Cette synthèse suggère aussi des axes de recherche à privilégier pour améliorer les connaissances sur ces milieux : perspectives pour rapprocher la programmation scientifique avec les besoins des acteurs techniques, pour une meilleure compréhension des freins limitant l’action et la connaissance.

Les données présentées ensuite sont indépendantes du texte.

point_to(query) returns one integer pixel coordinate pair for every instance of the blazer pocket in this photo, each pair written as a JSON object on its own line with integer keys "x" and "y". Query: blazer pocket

Retour sur la méthode employée
La méthodologie employée repose sur un travail précédent du Muséum national d’Histoire naturelle, qui avait réalisé le même travail sur la période 2001-2011 (Synthèse des acquis et des besoins opérationnels – Zones humides, recherches et développements (2001 – 2011) – Fascicule 1 : méthodes. Service du patrimoine naturel, Muséum national d’histoire naturelle, Paris). Cette enquête s’est adressée aux structures « planificatrices » (par ex. Agences de l’Eau, DREAL, DDT(M)), « représentantes des usagers et gestionnaires » (par ex. syndicats mixtes, EPCI, associations) ainsi qu’aux structures privées (par ex. bureaux d’études, fondations). L’échantillon d’acteurs techniques sollicité est représentatif de la pluralité des gestionnaires des milieux humides, mais celui des chercheurs est plus succinct. Cela suggère donc de plutôt analyser les tendances qui se dégagent de l’analyse de perception des scientifiques que le détail des données.
La composante scientifique contient :
- un inventaire des projets de recherche. 200 projets de recherche ont été détectés dans les domaines des sciences de la Nature et des sciences sociales et humaines ;
- des entretiens dirigés avec 11 chercheurs, considérés comme des références nationales sur leur thématique ont complété cet inventaire ;
- un questionnaire à destination de la communauté de recherche sur les milieux humides a permis d’établir les profils des chercheurs de manière précise.
La composante technique de la synthèse repose sur le résultat d’une enquête auprès des acteurs techniques impliqués dans la gestion des zones humides pour identifier les freins à la réalisation de leur mission de gestion des milieux humides, mais également leurs besoins en méthodes et outils.
Principaux axes de recherche exprimés suite à l’analyse des résultats :
1. Perception comparée des acteurs techniques et des scientifiques quant aux freins rencontrés
Existe-t-il une convergence entre les projets de recherche réalisés sur la période 2011-2021, les avis des chercheurs interrogés et des acteurs techniques, quant aux freins limitant la mise en œuvre d’une gestion efficace des milieux humides ? Quels sont les obstacles les plus communs qui pourraient expliquer que malgré les actions mises en place depuis plusieurs années, les milieux humides continuent de régresser ?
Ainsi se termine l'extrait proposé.